The Court of Appeal affirmed the judgment as modified to uphold the City’s actions except for its failure to respond to the comment.  The Court’s opinion contained significant interpretation of the Surplus Lands Act’s provisions, and reaffirmed basic CEQA principles circumscribing the role of economic analysis in the CEQA process:

  • While the Surplus Lands Act required the City to offer the property to other public agencies before selling it to the general public, it was not required to analyze in the EIR the potential environmental impacts of possible uses by potential purchasers under the Surplus Lands Act; such potential uses and adverse impacts were simply not “reasonably foreseeable” under the circumstances, where the City’s sale would include mitigation conditions and conservation easements that ran with the land and bound all future owners whether governmental or private.
  • Nothing in the Surplus Lands Act expressly or implicitly precluded the City’s addition of conditions on a proposed purchase, such as mitigation conditions and conservation easements created to comply with CEQA’s mandatory legal duty to mitigate where feasible.
  • An EIR is an informational environmental report, and as such need not contain analysis or ultimate conclusions as to the economic feasibility of the project or alternatives; the Court rejected plaintiff’s contention that the line of cases so holding was wrongly decided, and held that the CBRE economic analysis that City relied on constituted substantial evidence supporting its ultimate findings that the lease and no project alternatives were infeasible, and did not need to be included in the EIR itself under CEQA so long as it existed in the administrative record.
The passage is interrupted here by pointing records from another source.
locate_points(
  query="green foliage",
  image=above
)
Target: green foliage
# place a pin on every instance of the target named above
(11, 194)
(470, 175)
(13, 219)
  • The test for economic feasibility of alternatives “is not whether [the project proponent] can afford the proposed alternative, but whether the marginal costs of the alternative as compared to the cost of the proposed project are so great that a reasonably prudent property owner would not proceed with the [alternative].” (Quoting Uphold Our Heritage v. Town of Woodside (2007) 147 Cal.App.4th 587, 600.)
  • “The CBRE report [constituted substantial evidence supporting City’s findings of economic infeasibility as to the other alternatives; it] extensively analyzed the local real estate rental market and determined that it would be very difficult, if not impossible, for the City to lease the Mansion property, and that the revenue that the City could expect to receive from a lease would not recompense the City for the cost of restoring the Mansion property (to make it available for lease) for nearly a decade or more.  The no project alternative would leave the City in the position of remaining liable for ongoing maintenance costs without any viable use for the Mansion property.  The City explicitly found that the financial drain on the City’s resources made these alternatives infeasible.”
  • The City’s required statement of overriding considerations finding that the benefits of the “sale-plus” alternative outweighed the project’s significant unavoidable environmental impacts was also supported by substantial evidence. The City identified numerous benefits, the key one being “that the Mansion property would be restored and maintained in the most environmentally sensitive manner feasible without the City bearing the expense of restoration and maintenance.”  This finding was supported by substantial evidence, and the Court of Appeal did not need to address the plaintiffs’ numerous arguments challenging each and every benefit cited by the City in light of the City’s “clearly expressed … finding that “each” of the identified benefits was individually sufficient to outweigh the environmental impacts of the project.”